Coverage: The primitives cover the fundamental operations that compose all analytical queries: scans, filters, projections, aggregations, joins, sorts, and more. Understanding primitive performance predicts complex query performance.
Platform agnostic: Primitives work across SQL and DataFrame platforms, enabling comparison between Pandas and PostgreSQL, or Polars and DuckDB. The same logical operation is tested regardless of API.

Use Cases for Primitives¶

Performance debugging: When a TPC-H query runs slower than expected, run the corresponding primitives to identify which operation is the bottleneck. Is Q9’s slowdown from the join strategy or the aggregation?
Platform evaluation: Before choosing a database, test the operations your workload uses most. If your queries are join-heavy, the join primitives predict real performance better than aggregate TPC scores.
Optimization validation: After tuning a database, run primitives to verify the optimization worked. Did the new index actually speed up the filter operation? Primitives provide focused measurement.
Regression detection: Track primitive performance across database versions to catch regressions early.

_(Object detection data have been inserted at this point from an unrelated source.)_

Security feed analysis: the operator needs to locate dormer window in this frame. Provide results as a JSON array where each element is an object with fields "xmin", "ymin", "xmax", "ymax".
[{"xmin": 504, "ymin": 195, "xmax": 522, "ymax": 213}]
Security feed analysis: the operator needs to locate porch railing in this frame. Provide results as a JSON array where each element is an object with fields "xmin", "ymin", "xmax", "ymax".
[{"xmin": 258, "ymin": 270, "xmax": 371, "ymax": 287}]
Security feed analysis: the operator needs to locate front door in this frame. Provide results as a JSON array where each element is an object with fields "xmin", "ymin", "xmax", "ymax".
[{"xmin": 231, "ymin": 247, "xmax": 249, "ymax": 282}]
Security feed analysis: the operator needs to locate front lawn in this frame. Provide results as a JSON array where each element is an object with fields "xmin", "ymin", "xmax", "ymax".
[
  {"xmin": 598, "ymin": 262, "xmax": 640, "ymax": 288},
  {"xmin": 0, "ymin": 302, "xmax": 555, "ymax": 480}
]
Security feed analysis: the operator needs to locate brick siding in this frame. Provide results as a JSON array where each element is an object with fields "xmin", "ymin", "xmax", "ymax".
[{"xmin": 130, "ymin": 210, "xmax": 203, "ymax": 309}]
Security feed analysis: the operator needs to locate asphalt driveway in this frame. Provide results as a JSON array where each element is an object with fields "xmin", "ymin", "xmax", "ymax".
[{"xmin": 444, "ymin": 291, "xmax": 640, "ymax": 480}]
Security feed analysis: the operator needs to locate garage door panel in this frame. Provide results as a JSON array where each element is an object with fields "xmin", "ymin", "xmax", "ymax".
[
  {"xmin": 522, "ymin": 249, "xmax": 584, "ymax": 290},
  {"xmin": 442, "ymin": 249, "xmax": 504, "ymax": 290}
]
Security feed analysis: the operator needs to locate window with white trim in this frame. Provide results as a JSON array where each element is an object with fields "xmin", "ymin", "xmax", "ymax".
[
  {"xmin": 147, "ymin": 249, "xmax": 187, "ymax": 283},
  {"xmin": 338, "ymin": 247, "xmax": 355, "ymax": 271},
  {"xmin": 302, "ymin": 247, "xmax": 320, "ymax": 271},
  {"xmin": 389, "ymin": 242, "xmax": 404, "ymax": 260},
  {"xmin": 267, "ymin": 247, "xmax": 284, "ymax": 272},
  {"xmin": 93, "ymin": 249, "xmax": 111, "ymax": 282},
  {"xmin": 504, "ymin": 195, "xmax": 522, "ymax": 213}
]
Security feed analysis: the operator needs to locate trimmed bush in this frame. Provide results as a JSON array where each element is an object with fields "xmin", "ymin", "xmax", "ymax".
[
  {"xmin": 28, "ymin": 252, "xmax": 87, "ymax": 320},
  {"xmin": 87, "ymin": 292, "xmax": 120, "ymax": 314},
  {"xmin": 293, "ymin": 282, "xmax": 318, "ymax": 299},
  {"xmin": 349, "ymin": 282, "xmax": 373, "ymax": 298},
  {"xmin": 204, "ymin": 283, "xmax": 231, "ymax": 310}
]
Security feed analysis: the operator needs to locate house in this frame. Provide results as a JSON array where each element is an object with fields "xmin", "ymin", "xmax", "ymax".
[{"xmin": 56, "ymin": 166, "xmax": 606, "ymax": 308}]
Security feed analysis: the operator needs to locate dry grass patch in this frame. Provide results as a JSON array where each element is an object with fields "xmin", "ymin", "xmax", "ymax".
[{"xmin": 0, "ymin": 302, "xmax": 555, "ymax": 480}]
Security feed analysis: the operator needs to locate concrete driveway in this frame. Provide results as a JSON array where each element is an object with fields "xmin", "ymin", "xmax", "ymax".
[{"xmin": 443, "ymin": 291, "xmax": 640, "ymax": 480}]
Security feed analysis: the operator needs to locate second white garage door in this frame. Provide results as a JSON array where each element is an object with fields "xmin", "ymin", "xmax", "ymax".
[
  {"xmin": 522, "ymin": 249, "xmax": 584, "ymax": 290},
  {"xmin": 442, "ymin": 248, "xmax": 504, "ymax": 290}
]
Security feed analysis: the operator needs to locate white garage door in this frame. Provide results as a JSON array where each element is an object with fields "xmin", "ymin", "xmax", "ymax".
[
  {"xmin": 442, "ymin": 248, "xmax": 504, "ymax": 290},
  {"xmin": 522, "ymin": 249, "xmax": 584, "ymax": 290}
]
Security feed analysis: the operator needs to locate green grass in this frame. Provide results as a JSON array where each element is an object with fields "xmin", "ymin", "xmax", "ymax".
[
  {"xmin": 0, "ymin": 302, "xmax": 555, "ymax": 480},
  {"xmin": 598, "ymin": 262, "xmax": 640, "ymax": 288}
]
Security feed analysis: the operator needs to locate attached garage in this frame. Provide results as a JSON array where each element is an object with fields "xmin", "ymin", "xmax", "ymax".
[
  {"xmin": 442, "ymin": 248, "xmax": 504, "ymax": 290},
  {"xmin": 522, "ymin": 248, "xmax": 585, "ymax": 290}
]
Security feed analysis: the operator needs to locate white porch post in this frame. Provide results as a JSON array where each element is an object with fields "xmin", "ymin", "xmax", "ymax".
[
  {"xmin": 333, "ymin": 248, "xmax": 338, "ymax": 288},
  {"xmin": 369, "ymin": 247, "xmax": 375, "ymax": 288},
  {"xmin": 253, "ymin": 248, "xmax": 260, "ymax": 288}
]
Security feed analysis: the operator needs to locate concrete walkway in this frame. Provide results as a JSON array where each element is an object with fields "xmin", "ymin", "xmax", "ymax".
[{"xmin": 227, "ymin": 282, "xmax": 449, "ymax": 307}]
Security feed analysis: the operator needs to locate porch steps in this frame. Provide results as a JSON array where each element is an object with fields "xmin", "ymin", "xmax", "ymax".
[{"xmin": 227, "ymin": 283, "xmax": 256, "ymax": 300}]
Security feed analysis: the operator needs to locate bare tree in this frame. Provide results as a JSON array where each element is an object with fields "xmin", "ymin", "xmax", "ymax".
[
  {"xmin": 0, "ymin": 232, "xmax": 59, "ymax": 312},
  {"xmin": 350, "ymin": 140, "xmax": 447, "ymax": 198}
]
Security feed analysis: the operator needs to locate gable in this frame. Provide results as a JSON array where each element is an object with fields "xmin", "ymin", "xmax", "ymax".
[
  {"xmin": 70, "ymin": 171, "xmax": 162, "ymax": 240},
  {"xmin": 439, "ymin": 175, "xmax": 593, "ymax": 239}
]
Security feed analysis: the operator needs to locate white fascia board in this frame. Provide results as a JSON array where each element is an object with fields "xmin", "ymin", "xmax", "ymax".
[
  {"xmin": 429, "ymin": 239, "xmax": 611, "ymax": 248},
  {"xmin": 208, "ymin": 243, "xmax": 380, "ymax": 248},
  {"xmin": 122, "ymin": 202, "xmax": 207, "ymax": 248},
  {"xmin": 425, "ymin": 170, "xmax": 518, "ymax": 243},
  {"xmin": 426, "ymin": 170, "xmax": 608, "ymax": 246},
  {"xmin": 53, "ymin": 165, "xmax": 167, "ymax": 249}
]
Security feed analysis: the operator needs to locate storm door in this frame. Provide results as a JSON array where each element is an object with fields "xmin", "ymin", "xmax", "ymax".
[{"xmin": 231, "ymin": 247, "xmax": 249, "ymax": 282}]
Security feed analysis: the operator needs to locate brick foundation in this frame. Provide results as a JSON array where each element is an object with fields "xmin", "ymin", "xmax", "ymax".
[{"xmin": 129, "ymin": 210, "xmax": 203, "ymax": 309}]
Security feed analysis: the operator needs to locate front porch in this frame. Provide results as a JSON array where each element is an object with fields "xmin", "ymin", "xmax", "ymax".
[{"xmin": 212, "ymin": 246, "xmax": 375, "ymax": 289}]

A 20% slowdown in aggregation primitives predicts problems before they appear in complex queries.
DataFrame vs SQL comparison: Primitives enable apples-to-apples comparison between DataFrame libraries (Polars, Pandas) and SQL databases (DuckDB, PostgreSQL) on the same logical operations.

Primitive Categories¶

BenchBox Primitives are organized into three categories:

Category	Operations	Insights
Read Primitives	Scans, filters, projections, aggregations, joins, sorts, window functions	Query execution performance, optimizer effectiveness
Write Primitives	Inserts, bulk loads, updates, deletes, upserts	Data loading performance, transaction overhead
Transaction Primitives	Isolation levels, concurrent access, conflict resolution	ACID compliance, concurrency characteristics
Metadata Primitives	INFORMATION_SCHEMA, SHOW, DESCRIBE, PRAGMA catalog queries	Catalog introspection performance for data catalogs, BI tools, governance
AI Primitives	SQL-based AI functions - generation, summarization, sentiment, embeddings	Cloud AI SQL surface (Snowflake Cortex, BigQuery ML, Databricks AI)

DataFrame Support¶

Read and Write Primitives include full DataFrame implementations supporting both expression-based platforms (Polars, PySpark, DataFusion) and pandas-compatible platforms (Pandas, Modin, Dask, cuDF). This enables direct comparison between SQL and DataFrame performance on identical operations.